How do you
explain this? You can't. It's 2 a.m. You should be home right now,
sound asleep with the cat purring near your head and the desire, if not
the reality, of a warm body sleeping beside you. You need comfort, not
bone-chilling cold. You should not be here, at this hour, in this
place, waiting in this line. But here you are. You hold the ticket up
in the moonlight, and you see the number 27. You can hear the mini-vans
and the cars and the trucks running in the parking lot and you imagine
the heat. You can't risk it so you bundle up as tight as you can
possibly be. You draw yourself up inside of yourself, like so many
other recent nights and descend into the darkness.
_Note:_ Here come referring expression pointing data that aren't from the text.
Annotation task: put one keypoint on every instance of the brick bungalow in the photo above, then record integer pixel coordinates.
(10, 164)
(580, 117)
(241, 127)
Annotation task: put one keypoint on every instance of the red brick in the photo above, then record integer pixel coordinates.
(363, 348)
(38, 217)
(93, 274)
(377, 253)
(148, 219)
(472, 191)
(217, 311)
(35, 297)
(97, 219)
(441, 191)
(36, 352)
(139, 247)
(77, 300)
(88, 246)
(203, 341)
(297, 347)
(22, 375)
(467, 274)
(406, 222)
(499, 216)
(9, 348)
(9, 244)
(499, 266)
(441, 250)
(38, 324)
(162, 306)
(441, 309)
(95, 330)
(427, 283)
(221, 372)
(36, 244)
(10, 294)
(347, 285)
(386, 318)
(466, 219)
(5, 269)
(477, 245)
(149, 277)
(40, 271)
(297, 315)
Part of what brings
you here is the understanding that he is there at home, with his
youthful dreams of something that must better than what it is, and the
other part of it is the knowledge that so much of your life together
has been wrangled so completely out of your control. The divorce. The
violence. The terrible abruptness of departure that has settled upon
the two of you so heavily that it makes you choke sometimes. You can
feel his inherent trust in you withering in this dark winter. Words are
beyond you now. Words have no currency anymore. It kills you that your
only way back into his heart may be through the object that sits on the
shelves in there, beyond those big glass windows and bright neon signs.
It's 2 a.m and you feel as if you have sold your soul to something
wicked. You finger the credit card and hope to God that there is enough
of a ceiling left to allow you to bring it home, wrap it up and be his
hero again, if only for that one morning in December.